Je me retourne pour voir son visage. Il entrouvre les yeux au même moment. J'ai dû le réveiller en gigotant, mais je m'en moque. J'ai eu si peur pour lui. Mes rêves étaient pleins d'angoisse et de culpabilité. Je me suis souvenu de toutes les fois où je me suis mal comporté au cours de notre amitié. Puis mes songes m'ont représenté sans lui, et j'étais comme un fou à le chercher partout. Il y en avait un où il n'avait jamais existé, et je me sentais vide, et je savais qu'il m'attendait quelque part. Qu'est-ce que j'ai pu être nul ! Je n'ai pensé qu'à moi. Je ne l'ai pas poursuivi. Je ne l'ai pas réconforté alors qu'il avait besoin de me voir, même pour me critiquer, même pour passer ses nerfs. J'aurais dû être là.
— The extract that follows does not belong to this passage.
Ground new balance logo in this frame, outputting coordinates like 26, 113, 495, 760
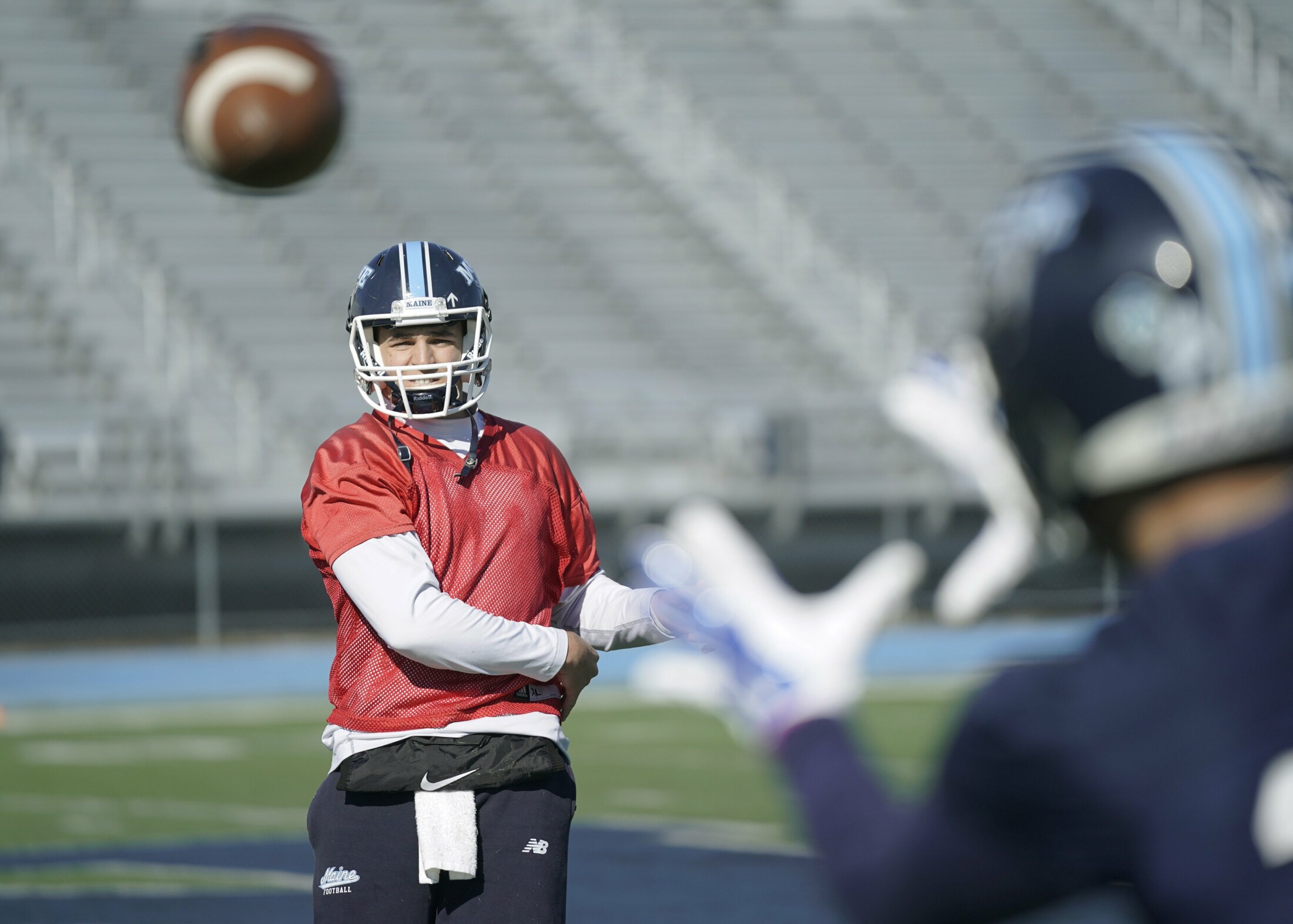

— Cons ! murmuré-je en l'enlaçant de toutes mes forces. Je suis désolé... Je suis tellement désolé... C'est toi qui avais raison.

Il referme ses bras autour de moi. Ça me soulage. Je me sens rassuré. Il aurait eu besoin que je fasse la même chose hier soir, que je le prenne dans mes bras et que je le rassure. Ce n'était même pas compliqué. Et moi, je l'ai laissé partir faire n'importe quoi. Je savais qu'il avait sa voiture, qu'il pouvait conduire complètement bourré, et je n'ai rien fait pour le rattraper.

— C'est pas grave... J'ai été méchant avec toi, excuse-moi.

Il a la voix cassée. Je m'écarte un peu pour le regarder, et je remarque que ses yeux sont rouges et bouffis. Il a l'air d'avoir pleuré toute la nuit. Mon cœur se serre. Est-ce à cause de moi ? A cause de mon absence ? Je prie égoïstement pour qu'il y ait une autre raison. Ses larmes me font sentir affreusement mal.

— Oh non, Cons, je suis désolé... Arrête de pleurer, je t'en supplie...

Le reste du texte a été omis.